I mentally shrug to myself. I’m certainly not going to get myself all worked up – something Miller does best – if the king of stress isn’t even bothering. So instead I ask the question I planned on asking the moment I found him . . . before he laid his hands on me and distracted me with a little Miller-style worshipping, albeit a little harder this time. Little? I smile. That was a proper good fucking, and surprisingly I loved every single moment. ‘What was in that envelope?’ I begin carefully, knowing this needs to be broached sensitively.
He doesn’t even look at me, nor does he falter in his task of drawing invisible lines all over me. ‘What happened with you and Gregory?’ He looks at me, eyes full of knowing. I can’t even breathe. Gregory was right to be worried. ‘Gregory didn’t look too comfortable when I inquired.’
My eyes close and I remain silent, failing to prevent the guilty signs from charging forward.
‘Tell me it meant nothing.’
I swallow hard, furiously debating my best angle. Confess. Or deny. My conscience gets the better of me. ‘He was trying to comfort me,’ I blurt quietly. ‘It went too far.’
‘When?’
‘After you took me to the hotel.’
He winces, pulling in a calming stretch of air.
‘We didn’t have sex,’ I continue nervously, keen to clear that little bit of suspicion up. I’m not liking the shakes that his body has developed. ‘A silly fumble, that’s all. We both regret it. Please don’t hurt him.’
His nostrils flare, like it’s taking every modicum of his waning strength not to explode. It undoubtedly is. ‘If I hurt him, I hurt you. I’ve hurt you enough already.’ His teeth clench. ‘But it won’t happen again.’
That is a statement, not a question or request for confirmation. It won’t be happening again. So I remain quiet until I eventually see his chest heaves begin to subside. He’s calming, but I still posed a question before we slipped off course, and I want an answer. ‘The envelope.’
‘What about it?’
I chew on the inside of my mouth, deliberating whether to continue. He’s slipping into detachment. ‘What was inside?’
‘A note from Charlie.’
I kind of knew that, but his willing reply surprises me. ‘What did it say?’ The follow-up question slips out without hesitation this time.
‘It told me how I can get out of this world.’
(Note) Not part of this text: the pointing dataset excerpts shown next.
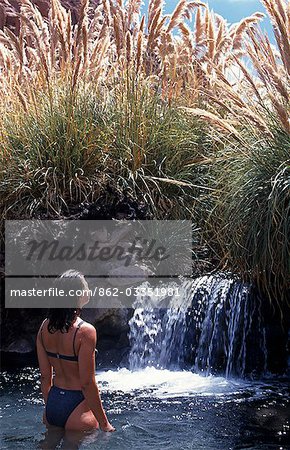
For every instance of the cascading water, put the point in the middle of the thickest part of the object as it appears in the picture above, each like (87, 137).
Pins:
(214, 326)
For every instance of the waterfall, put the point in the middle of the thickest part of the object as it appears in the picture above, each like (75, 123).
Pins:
(215, 326)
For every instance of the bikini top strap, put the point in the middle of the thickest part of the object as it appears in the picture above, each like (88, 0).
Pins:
(78, 327)
(41, 335)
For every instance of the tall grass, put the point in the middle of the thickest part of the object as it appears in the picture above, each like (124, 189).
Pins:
(185, 111)
(248, 215)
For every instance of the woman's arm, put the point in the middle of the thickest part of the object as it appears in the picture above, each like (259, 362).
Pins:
(45, 367)
(86, 359)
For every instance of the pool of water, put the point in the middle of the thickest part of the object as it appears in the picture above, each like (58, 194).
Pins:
(155, 409)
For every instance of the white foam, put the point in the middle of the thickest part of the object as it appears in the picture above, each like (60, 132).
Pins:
(167, 384)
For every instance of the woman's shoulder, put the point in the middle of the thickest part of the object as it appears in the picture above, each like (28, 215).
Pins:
(87, 328)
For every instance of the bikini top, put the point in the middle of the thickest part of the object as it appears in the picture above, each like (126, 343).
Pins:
(65, 357)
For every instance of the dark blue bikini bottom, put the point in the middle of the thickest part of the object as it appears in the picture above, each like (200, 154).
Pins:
(60, 404)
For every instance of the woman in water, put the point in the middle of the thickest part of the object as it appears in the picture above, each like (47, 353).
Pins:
(66, 344)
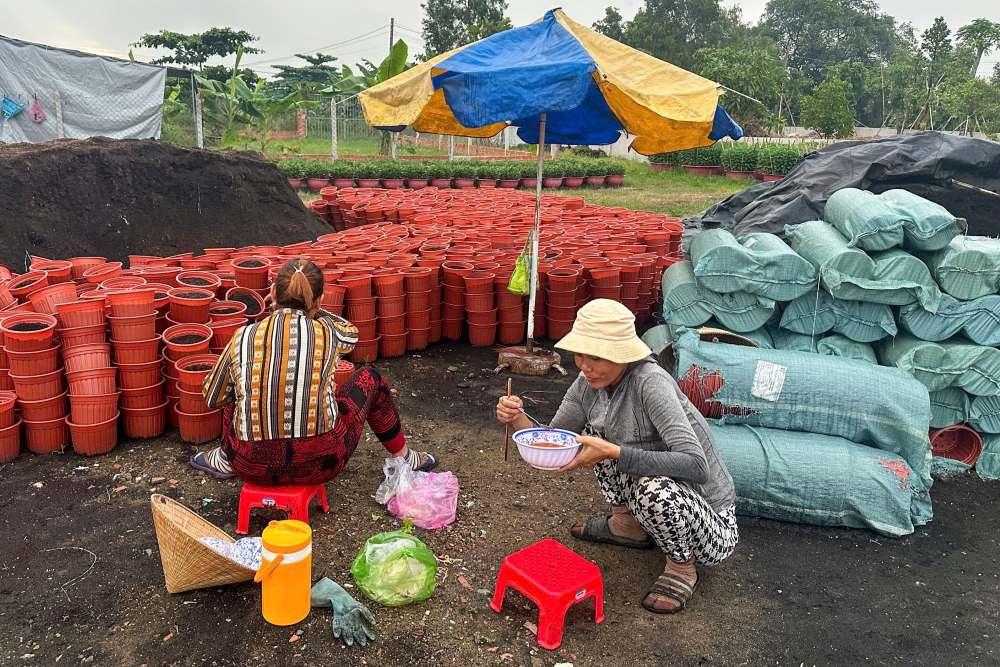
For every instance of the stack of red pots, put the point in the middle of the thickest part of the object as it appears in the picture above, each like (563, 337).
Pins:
(32, 357)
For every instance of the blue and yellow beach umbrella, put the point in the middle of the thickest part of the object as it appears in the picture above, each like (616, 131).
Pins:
(590, 88)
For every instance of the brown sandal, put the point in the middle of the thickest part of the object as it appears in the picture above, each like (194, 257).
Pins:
(670, 586)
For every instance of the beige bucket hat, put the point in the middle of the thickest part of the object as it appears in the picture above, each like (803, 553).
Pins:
(606, 329)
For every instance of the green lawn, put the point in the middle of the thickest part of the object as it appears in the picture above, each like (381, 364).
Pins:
(676, 193)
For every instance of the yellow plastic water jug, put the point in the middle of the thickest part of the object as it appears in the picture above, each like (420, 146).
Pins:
(285, 571)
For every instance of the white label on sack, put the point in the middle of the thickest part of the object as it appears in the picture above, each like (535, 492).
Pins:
(768, 381)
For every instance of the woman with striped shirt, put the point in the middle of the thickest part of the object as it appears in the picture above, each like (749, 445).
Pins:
(284, 419)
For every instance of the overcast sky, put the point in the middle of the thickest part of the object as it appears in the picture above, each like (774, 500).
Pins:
(351, 30)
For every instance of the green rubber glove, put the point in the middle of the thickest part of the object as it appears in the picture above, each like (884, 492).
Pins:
(352, 622)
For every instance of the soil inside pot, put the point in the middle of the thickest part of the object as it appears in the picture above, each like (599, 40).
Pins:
(28, 326)
(253, 308)
(187, 339)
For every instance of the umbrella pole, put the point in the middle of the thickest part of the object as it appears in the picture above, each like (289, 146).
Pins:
(535, 233)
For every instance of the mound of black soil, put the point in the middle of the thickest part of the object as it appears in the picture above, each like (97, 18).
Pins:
(113, 198)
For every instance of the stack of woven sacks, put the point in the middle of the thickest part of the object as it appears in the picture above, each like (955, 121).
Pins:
(886, 279)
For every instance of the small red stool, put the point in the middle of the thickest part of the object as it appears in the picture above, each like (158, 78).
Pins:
(292, 499)
(555, 578)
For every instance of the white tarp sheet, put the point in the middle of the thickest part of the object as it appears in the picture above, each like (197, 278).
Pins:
(82, 95)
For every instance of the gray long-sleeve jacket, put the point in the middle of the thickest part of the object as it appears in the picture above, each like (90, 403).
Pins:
(659, 431)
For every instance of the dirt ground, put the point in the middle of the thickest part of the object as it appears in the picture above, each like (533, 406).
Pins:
(790, 595)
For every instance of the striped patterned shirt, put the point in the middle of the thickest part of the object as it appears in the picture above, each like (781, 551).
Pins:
(280, 374)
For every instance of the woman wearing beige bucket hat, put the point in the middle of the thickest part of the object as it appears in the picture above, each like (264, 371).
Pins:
(652, 452)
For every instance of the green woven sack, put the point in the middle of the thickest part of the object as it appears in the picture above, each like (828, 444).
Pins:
(686, 303)
(816, 314)
(953, 363)
(893, 277)
(819, 479)
(978, 319)
(968, 268)
(926, 224)
(799, 391)
(949, 407)
(759, 264)
(395, 568)
(865, 219)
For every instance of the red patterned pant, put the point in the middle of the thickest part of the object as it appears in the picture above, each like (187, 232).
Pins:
(365, 398)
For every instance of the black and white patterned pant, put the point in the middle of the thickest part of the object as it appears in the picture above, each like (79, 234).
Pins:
(673, 514)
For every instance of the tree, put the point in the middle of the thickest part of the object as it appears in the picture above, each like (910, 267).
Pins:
(195, 49)
(448, 24)
(828, 110)
(611, 25)
(982, 36)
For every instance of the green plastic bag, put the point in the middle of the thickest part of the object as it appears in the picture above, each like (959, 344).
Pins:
(520, 280)
(395, 568)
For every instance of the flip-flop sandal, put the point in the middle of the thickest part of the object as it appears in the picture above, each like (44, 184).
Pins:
(596, 529)
(198, 462)
(429, 464)
(669, 586)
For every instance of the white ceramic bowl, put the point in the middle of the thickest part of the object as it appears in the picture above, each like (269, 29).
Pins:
(546, 458)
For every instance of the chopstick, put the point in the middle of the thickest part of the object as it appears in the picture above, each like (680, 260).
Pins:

My mouth drops open. He has an out? Charlie’s going to release him from the invisible shackles? Oh my God! The potential of all this being over, of us getting on with our lives, is suddenly too much to comprehend. No wonder Miller looks so peaceful, but I soon pull up when a small point worms its way past my relief and happiness. Actually, a huge point. He read that letter in the kitchen at my house and looked completely stricken past the cool impassiveness of his mask. He was troubled, so what’s changed since then to make him seem so at ease? I steel myself and ask the question I should’ve asked before I let my excitement run away with me. ‘How can you get out of this world?’ My instinct to hold my breath worries me. It tells me I’m not going to like the answer.
But my question still doesn’t make his finger falter across my skin, and he still isn’t looking at me. ‘It doesn’t matter because I’m not doing it.’
‘Is it bad?’
‘The worst,’ he answers without thought, almost scowling before it drifts into disgust. ‘I have another way.’
‘Like what?’
‘I’ll kill him.’
‘What?’ I wriggle beneath him in a panic, but I don’t go anywhere, and I wonder if he positioned himself like this on purpose, knowing damn well I’d start pressing for answers and want to escape when he gave them to me. And I don’t know why I’m acting so shocked by his shocking, hateful promise. After what William said and Miller’s look, I had a bad feeling he would say that. What Charlie proposed is worse? How?
‘Stay where you are.’ He’s calm. Too calm, and it just makes me all the more freaked. He seizes my wrists and holds them above my head, and I’m now puffing exhausted bursts of air into his face. ‘It’s the only way.’
‘No, it’s not!’ I argue. ‘Charlie’s given you another way. Take it!’
He shakes his head adamantly. ‘No. And that’s the end of it!’ His jaw is tight now, eyes darkening in warning. I don’t care. Nothing can be worse than killing someone. I won’t let him do it.
‘It fucking isn’t!’ I yell. ‘Get off me!’ I heave and flip myself, all without success.